Big enough to seat 25 firefighters, the table is the handiwork of Robert King Jr., a nine-year firefighter and woodworker who died in the line of duty during the terrorist attacks.

The table, the bunk beds he made for his three small children and the handworked cabinets that furnish his home in Bellerose Terrace stand as a sturdy memorial to the soft-spoken man everyone called "Smiling Bobby King."

King, 36, had the kind of grin that let you know he was happy with his lot in life. "His smile was just worth a million dollars," said his mother, Audrey King of Lecanto, Fla.

His vocation matched his disposition. The type who would drop whatever he was doing to help a stranger change a tire, King looked at firefighting as a way to help on a larger scale. "He always came home happy" from the firehouse, said Theresa King, his wife of nine years.

Their marriage was a true partnership, Theresa King said. The two met at 19 when they were living in Forest Hills, and they married in 1992.

"We did everything together," she said, from cooking meals - his specialty was lemon chicken - to tending a small herb and vegetable garden in their backyard.

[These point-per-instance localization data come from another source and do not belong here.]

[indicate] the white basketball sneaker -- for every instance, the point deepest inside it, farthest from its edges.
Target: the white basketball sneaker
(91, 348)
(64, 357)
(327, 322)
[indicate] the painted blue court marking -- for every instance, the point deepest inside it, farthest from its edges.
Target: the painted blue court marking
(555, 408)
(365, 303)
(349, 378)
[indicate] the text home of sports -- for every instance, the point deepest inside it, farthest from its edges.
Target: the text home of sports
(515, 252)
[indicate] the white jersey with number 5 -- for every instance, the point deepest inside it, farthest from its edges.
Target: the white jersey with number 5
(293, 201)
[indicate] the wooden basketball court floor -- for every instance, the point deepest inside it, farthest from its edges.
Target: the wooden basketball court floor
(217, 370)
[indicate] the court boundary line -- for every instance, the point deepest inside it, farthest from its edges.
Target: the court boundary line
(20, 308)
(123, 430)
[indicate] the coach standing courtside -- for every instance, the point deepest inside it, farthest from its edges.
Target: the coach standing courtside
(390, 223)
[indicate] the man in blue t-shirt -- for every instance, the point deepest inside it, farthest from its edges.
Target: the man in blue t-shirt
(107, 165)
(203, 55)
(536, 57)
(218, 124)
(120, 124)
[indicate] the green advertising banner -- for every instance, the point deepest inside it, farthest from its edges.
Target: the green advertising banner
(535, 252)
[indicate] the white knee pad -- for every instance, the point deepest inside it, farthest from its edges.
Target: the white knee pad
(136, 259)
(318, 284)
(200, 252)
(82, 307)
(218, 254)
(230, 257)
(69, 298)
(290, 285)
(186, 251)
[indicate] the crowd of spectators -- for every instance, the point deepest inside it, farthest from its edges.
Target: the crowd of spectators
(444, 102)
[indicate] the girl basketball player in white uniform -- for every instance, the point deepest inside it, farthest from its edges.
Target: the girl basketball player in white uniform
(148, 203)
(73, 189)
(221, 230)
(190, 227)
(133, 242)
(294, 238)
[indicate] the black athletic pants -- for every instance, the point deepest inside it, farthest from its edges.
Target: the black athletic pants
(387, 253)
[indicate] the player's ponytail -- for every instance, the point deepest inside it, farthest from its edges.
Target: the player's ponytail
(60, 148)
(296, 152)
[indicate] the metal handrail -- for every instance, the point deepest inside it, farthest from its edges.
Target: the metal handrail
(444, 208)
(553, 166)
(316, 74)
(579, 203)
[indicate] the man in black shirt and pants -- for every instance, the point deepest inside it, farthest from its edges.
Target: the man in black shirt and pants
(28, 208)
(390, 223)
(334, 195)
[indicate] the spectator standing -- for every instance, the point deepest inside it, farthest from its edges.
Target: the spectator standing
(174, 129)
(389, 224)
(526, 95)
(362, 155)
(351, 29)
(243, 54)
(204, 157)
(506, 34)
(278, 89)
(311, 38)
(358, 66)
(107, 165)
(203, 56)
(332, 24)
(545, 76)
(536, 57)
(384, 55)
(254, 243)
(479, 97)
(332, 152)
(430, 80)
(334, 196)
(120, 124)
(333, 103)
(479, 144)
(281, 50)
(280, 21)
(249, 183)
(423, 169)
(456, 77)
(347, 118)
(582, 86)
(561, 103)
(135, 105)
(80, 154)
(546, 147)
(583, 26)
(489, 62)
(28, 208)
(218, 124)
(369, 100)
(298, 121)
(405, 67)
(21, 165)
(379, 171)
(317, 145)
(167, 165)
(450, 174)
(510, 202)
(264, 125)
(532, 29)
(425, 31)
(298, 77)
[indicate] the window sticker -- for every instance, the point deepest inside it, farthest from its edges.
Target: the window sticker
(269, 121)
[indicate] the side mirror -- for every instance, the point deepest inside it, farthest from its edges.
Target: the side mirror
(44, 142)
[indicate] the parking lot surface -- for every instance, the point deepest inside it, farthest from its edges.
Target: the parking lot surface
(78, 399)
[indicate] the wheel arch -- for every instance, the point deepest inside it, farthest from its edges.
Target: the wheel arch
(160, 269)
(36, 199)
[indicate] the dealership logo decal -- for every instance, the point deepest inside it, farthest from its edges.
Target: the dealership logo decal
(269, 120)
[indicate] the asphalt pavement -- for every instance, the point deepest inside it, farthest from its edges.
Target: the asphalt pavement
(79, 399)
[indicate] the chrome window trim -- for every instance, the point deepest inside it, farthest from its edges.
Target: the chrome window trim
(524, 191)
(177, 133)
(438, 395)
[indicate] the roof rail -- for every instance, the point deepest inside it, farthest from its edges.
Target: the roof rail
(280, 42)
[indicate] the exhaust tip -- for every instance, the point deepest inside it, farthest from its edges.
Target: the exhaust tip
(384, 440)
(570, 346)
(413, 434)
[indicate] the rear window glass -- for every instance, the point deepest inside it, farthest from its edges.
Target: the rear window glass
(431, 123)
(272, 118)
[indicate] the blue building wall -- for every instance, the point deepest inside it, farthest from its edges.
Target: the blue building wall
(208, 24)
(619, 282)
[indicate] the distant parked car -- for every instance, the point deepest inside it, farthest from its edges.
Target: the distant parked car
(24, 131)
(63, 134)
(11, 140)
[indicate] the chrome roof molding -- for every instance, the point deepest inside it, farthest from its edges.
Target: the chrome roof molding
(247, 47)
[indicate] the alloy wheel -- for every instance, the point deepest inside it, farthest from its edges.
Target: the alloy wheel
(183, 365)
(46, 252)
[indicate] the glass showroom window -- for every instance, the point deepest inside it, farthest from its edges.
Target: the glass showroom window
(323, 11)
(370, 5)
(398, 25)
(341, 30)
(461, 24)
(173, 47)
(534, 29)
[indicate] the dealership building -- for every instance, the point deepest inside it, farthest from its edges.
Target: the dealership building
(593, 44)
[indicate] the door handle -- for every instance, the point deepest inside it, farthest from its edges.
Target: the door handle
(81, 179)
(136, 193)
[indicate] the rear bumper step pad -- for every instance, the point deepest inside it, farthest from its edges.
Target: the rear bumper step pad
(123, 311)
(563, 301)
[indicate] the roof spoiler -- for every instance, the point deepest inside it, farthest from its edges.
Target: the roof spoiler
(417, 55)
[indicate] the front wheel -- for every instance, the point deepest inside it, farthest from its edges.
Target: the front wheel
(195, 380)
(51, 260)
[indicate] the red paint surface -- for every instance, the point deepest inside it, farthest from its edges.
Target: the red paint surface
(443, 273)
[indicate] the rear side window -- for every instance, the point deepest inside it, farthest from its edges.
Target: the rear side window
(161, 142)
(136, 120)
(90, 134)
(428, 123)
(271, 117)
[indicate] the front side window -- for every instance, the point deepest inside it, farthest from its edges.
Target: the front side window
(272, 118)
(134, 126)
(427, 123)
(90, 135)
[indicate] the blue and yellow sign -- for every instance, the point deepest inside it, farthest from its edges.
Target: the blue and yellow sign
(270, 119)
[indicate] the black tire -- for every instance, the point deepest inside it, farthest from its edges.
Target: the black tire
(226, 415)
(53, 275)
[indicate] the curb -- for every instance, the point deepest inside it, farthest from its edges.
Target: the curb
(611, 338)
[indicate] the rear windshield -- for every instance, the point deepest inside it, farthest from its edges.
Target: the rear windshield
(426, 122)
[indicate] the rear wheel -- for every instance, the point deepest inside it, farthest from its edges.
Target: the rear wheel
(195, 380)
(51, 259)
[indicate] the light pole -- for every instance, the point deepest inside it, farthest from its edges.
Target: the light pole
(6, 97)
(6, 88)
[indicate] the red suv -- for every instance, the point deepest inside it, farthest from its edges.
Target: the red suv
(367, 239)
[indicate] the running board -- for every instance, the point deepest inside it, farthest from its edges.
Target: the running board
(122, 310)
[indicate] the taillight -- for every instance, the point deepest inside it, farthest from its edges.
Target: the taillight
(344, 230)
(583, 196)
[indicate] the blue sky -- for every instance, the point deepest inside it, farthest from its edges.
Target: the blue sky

When he wasn't working, King spent hours with the couple's three children, Thomas, 5, Elizabeth, 4, and Stephen, 2. "He could comb his little girl's hair better than I could," said Audrey King.

Other times he'd go down to his basement workshop to finish up a project, maybe a wooden truck for the boys, or a birdcage for his mother. The sounds floating up the stairs - the buzz of the saw, King singing happily along with his favorite oldies station - let his wife know that all was well. "He was just so at peace with himself," she said.

A Mass for King, whose body was identified Friday, will be celebrated at 10:30 a.m. Saturday, at St. Gregory the Great Church in Bellerose, with a reception to follow. Family and friends may pay their respects tomorrow between 2 and 5 p.m. and 7 and 10 p.m. at R. Stutzmann & Son Funeral Home in Jamaica.